The bottom line is that there are as many faces of IBS as there are people with the diagnosis. The way your specific IBS looks depends on your own body and your own reaction to the environment, diet, nutritional status, stress levels (don’t forget your gut is your second brain) and your genetic tendencies. Managing your own IBS comes down to finding solutions that are right for your body and for your symptoms.
Good general steps for anyone include:
Fiber: Your digestive tract needs both soluble and insoluble fiber and most people in this culture don’t get nearly enough. The suggested dose from food and supplements is 25 grams daily but most people get 12 or less.
Water: Like every other part of you, your intestines need enough water to work. If they’re not getting enough water, or if you’re taking high quantities of allergy medicines (we are in Austin after all) then your intestines may just be too dry.
- Check the Prescriptions: Many common prescriptions have side effects that include diarrhea, constipation, cramping, gas and bloating. If something you’re taking is causing problems for you then it’s possible your doctor could help you find another medication that will suit your body better.
Food: Cleaning up your intake a little bit can make the whole digestive machinery work better. Decreasing hard to digest foods like dairy and grains and focusing more on fruits, veggies and lean meats will make a huge difference. Cutting out the processed foods can also take a huge burden off of your digestion.
Glutamine: Many intestine rebuilders contain glutamine, which is soothing and healing to the intestinal lining. This can make a big difference if there’s been damage.
Great ideas if you tend to be more constipated:
Magnesium: Magnesium helps your bowel to relax and allow everything to pass through more easily. This is a great help if you have a lot of cramping, spasms in your digestive system, or difficult constipation. The dosage is different from person to person so adjust it until you find the dose that helps your bowel movements but doesn’t give you loose stools.

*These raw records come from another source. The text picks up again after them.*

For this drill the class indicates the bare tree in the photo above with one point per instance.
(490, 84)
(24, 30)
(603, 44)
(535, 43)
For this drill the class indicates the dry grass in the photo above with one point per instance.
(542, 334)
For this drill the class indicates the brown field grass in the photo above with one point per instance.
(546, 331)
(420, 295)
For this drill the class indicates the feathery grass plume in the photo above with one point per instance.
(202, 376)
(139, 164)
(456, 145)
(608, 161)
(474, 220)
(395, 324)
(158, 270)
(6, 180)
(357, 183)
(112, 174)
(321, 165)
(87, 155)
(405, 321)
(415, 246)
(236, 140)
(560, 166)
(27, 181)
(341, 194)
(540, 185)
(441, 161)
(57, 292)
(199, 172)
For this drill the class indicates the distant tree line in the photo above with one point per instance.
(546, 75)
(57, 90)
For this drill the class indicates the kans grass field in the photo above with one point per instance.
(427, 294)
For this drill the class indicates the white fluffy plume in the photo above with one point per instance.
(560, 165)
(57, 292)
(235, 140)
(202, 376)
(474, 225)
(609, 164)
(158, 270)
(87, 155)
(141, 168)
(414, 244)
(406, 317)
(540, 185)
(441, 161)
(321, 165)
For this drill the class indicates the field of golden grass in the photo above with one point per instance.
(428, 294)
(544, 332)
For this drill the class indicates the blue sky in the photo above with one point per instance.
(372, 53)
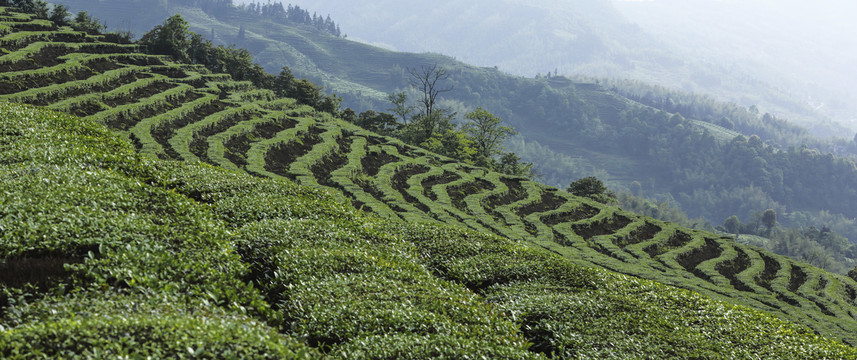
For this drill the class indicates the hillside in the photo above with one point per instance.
(623, 132)
(129, 226)
(611, 39)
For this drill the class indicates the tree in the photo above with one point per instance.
(486, 131)
(732, 224)
(400, 106)
(426, 81)
(382, 123)
(60, 15)
(511, 164)
(592, 188)
(242, 34)
(84, 22)
(853, 273)
(769, 218)
(170, 38)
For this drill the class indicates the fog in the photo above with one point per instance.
(792, 58)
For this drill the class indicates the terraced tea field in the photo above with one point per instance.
(183, 112)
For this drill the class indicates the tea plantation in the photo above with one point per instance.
(247, 248)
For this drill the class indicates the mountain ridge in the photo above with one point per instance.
(259, 133)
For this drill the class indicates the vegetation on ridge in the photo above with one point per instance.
(135, 256)
(478, 294)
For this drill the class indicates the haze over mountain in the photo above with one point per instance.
(789, 59)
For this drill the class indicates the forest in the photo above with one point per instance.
(169, 198)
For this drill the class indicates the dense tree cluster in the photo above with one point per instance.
(293, 14)
(174, 38)
(276, 11)
(477, 141)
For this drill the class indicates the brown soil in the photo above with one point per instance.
(690, 260)
(458, 193)
(162, 133)
(769, 273)
(797, 278)
(237, 146)
(579, 213)
(548, 202)
(601, 227)
(280, 157)
(330, 163)
(373, 161)
(733, 267)
(445, 178)
(676, 240)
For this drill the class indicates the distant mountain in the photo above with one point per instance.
(185, 212)
(592, 37)
(690, 150)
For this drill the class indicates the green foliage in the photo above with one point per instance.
(302, 260)
(592, 188)
(116, 325)
(83, 22)
(170, 38)
(486, 131)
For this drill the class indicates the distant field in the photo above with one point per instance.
(183, 112)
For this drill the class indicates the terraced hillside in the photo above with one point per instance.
(183, 112)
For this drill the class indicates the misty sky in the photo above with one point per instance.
(808, 47)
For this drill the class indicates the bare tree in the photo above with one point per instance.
(426, 79)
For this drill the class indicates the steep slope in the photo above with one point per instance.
(591, 37)
(624, 142)
(177, 111)
(108, 253)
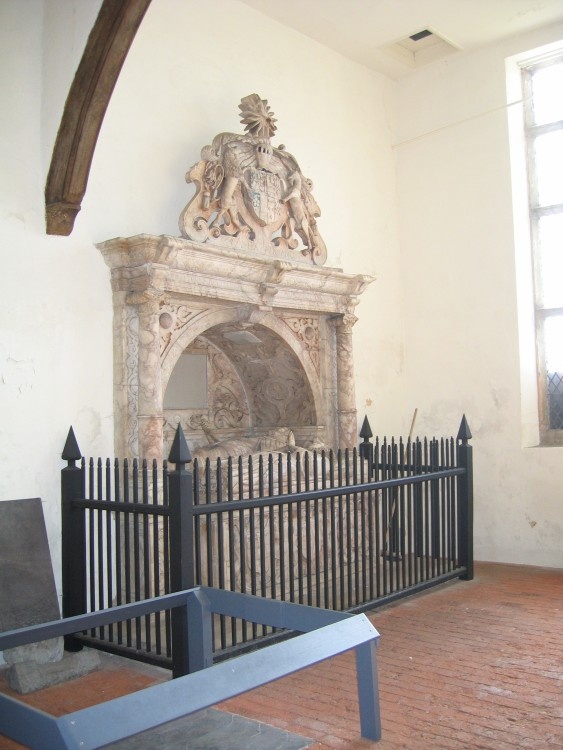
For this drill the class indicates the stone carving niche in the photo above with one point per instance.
(245, 287)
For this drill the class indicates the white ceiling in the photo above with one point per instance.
(362, 29)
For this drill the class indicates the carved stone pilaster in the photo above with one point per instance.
(150, 410)
(346, 401)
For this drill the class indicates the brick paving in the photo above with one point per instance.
(476, 665)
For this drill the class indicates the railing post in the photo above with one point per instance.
(366, 447)
(465, 499)
(73, 537)
(180, 498)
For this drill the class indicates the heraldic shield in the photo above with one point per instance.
(251, 195)
(262, 193)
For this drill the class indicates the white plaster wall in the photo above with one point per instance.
(460, 295)
(191, 63)
(55, 299)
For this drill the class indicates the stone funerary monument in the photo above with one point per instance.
(243, 293)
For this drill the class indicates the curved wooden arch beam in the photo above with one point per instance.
(88, 98)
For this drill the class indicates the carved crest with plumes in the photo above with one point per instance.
(257, 117)
(253, 196)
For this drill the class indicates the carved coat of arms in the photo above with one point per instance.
(251, 195)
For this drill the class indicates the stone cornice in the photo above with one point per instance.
(188, 269)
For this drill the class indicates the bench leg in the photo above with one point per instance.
(368, 690)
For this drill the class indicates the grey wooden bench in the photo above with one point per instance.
(324, 634)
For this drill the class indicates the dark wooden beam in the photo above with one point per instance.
(88, 98)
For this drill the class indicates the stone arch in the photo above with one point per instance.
(278, 375)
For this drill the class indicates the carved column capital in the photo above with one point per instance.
(149, 299)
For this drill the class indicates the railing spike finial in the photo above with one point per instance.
(464, 433)
(366, 432)
(180, 451)
(71, 451)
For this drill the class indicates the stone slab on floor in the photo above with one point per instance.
(212, 729)
(28, 676)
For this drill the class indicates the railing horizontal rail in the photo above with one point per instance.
(151, 509)
(319, 494)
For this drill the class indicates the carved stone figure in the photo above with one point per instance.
(251, 195)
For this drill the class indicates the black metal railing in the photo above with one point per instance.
(348, 531)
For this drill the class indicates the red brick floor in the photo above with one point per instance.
(471, 665)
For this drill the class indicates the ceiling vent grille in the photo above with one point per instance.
(420, 48)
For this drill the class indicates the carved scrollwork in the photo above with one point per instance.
(306, 330)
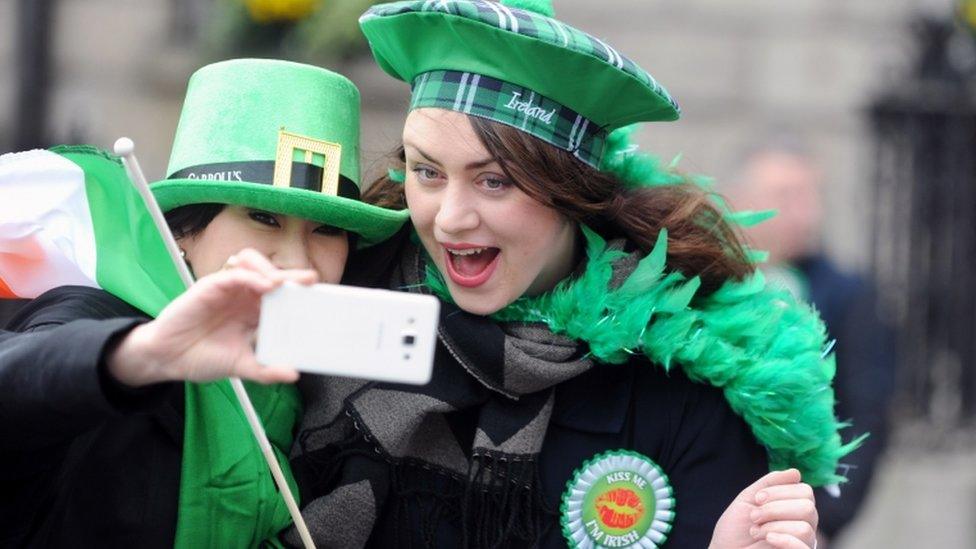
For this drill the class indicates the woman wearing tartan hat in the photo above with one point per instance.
(116, 428)
(611, 369)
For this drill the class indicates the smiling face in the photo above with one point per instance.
(490, 241)
(288, 242)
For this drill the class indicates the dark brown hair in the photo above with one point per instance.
(700, 242)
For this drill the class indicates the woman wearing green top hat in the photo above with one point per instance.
(114, 434)
(611, 371)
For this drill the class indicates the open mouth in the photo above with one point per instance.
(471, 266)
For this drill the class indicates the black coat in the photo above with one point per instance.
(686, 428)
(83, 462)
(88, 463)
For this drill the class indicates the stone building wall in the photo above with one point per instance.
(739, 70)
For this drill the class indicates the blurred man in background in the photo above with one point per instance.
(782, 176)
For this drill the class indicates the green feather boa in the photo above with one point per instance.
(763, 349)
(766, 351)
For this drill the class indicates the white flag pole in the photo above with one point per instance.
(125, 148)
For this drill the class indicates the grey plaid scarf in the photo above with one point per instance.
(462, 448)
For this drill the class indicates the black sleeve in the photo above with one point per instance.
(708, 452)
(52, 373)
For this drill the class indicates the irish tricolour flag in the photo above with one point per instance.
(71, 216)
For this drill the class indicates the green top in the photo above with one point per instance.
(228, 497)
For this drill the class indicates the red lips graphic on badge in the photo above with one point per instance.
(619, 508)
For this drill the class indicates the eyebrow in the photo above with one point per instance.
(470, 166)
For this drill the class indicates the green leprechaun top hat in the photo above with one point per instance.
(277, 136)
(512, 63)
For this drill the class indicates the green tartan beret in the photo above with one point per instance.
(515, 66)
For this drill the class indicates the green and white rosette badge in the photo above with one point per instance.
(617, 499)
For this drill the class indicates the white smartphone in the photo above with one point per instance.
(379, 335)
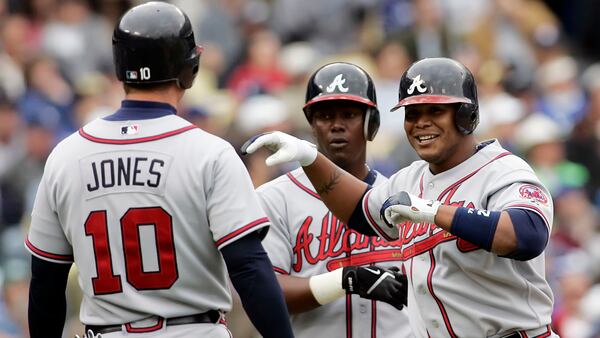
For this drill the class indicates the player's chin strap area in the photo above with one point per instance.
(212, 316)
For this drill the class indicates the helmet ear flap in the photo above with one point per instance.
(467, 118)
(371, 123)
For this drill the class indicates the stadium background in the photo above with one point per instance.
(537, 64)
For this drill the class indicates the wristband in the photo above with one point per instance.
(327, 287)
(475, 226)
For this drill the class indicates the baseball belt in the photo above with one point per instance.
(211, 316)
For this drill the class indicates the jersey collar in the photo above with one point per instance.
(371, 177)
(141, 110)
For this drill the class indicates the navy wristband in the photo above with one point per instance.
(475, 226)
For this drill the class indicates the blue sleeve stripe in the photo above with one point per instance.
(530, 208)
(531, 231)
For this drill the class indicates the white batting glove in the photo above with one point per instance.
(286, 148)
(403, 207)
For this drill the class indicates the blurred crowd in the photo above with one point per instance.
(534, 60)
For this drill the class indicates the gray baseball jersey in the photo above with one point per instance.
(306, 239)
(143, 207)
(457, 289)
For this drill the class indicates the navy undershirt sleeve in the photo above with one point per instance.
(358, 220)
(47, 301)
(532, 234)
(252, 276)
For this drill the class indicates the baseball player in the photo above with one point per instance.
(307, 243)
(150, 208)
(473, 219)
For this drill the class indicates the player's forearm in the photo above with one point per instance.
(251, 274)
(339, 190)
(504, 239)
(298, 296)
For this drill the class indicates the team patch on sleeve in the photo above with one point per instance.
(533, 193)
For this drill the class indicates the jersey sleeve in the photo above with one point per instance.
(232, 204)
(277, 243)
(46, 238)
(531, 196)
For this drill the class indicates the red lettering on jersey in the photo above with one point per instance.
(334, 240)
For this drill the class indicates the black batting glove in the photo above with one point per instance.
(373, 282)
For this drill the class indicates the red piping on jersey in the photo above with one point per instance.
(529, 206)
(131, 329)
(241, 230)
(280, 270)
(437, 300)
(303, 187)
(459, 182)
(364, 258)
(64, 258)
(135, 140)
(374, 224)
(348, 316)
(373, 319)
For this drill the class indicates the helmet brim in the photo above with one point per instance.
(424, 99)
(337, 96)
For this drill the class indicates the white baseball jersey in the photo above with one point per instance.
(306, 239)
(143, 207)
(457, 289)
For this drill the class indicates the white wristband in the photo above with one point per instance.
(327, 287)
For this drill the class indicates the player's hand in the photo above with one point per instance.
(403, 207)
(373, 282)
(286, 148)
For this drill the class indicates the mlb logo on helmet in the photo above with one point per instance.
(130, 130)
(131, 75)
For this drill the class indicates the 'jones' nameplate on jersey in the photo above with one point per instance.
(124, 171)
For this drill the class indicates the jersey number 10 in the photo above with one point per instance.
(106, 281)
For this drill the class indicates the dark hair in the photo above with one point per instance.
(130, 87)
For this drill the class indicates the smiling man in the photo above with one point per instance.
(320, 263)
(473, 219)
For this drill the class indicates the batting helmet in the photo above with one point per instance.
(348, 82)
(154, 43)
(445, 81)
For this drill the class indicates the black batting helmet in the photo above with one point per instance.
(445, 81)
(154, 43)
(344, 81)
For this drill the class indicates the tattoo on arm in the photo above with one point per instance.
(328, 186)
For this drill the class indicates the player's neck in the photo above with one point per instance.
(172, 95)
(359, 170)
(462, 153)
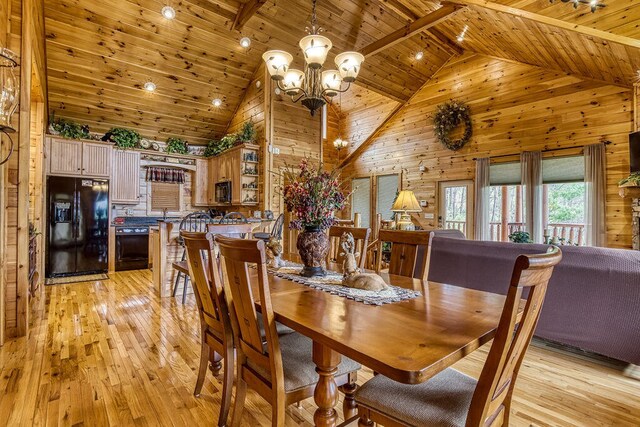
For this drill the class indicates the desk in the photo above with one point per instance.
(408, 341)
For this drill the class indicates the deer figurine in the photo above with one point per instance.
(274, 253)
(352, 277)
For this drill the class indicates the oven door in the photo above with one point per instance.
(223, 192)
(132, 251)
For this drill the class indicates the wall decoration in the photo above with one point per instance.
(177, 145)
(123, 138)
(448, 117)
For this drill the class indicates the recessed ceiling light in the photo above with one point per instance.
(168, 12)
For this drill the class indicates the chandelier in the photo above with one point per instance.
(595, 4)
(313, 87)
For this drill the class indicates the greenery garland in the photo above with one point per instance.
(177, 145)
(448, 116)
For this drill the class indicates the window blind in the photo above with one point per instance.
(387, 189)
(505, 174)
(559, 170)
(361, 200)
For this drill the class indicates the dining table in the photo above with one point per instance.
(408, 341)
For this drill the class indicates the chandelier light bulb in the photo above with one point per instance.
(277, 63)
(293, 81)
(245, 42)
(349, 64)
(315, 48)
(150, 86)
(168, 12)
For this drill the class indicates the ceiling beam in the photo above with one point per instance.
(370, 140)
(246, 11)
(411, 29)
(433, 33)
(546, 20)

Digestive Enzymes with HCL: Sometimes things aren’t moving because your body is struggling to break them down. A strong digestive enzyme with hydrochloric acid can help get the machinery working again. Make sure to take one or two with each meal.
Support for Loose Bowels
Probiotics: In truth these helpful bacteria can help with constipation or diarrhea because they help to regulate the way digestion happens. You need these beneficial bugs to digest your food properly.
Charcoal or clay: Either of these binders, taken internally, will help to absorb any toxins from bad bacteria in the bowels. This stops the automatic purge reaction that happens in response to high toxins and lets your digestive tract slow down to normal.
Decreasing Gas and Bloating
Fennel and Ginger: These herbs can help calm gas production and reduce bloating. There are many great combination formulas available that will ease gas pains.
Digestive Enzymes: Often gas and bloating happen because food isn’t digesting so it begins to ferment in the digestive tract. Making sure that you’re actually breaking down your food effectively will stop fermentation before it starts.
If you are struggling with a combination of symptoms or symptoms that seems to change frequently then it’s a great time to work with a practitioner. They can help you find the best combination of products or lifestyle changes for your body and your symptoms.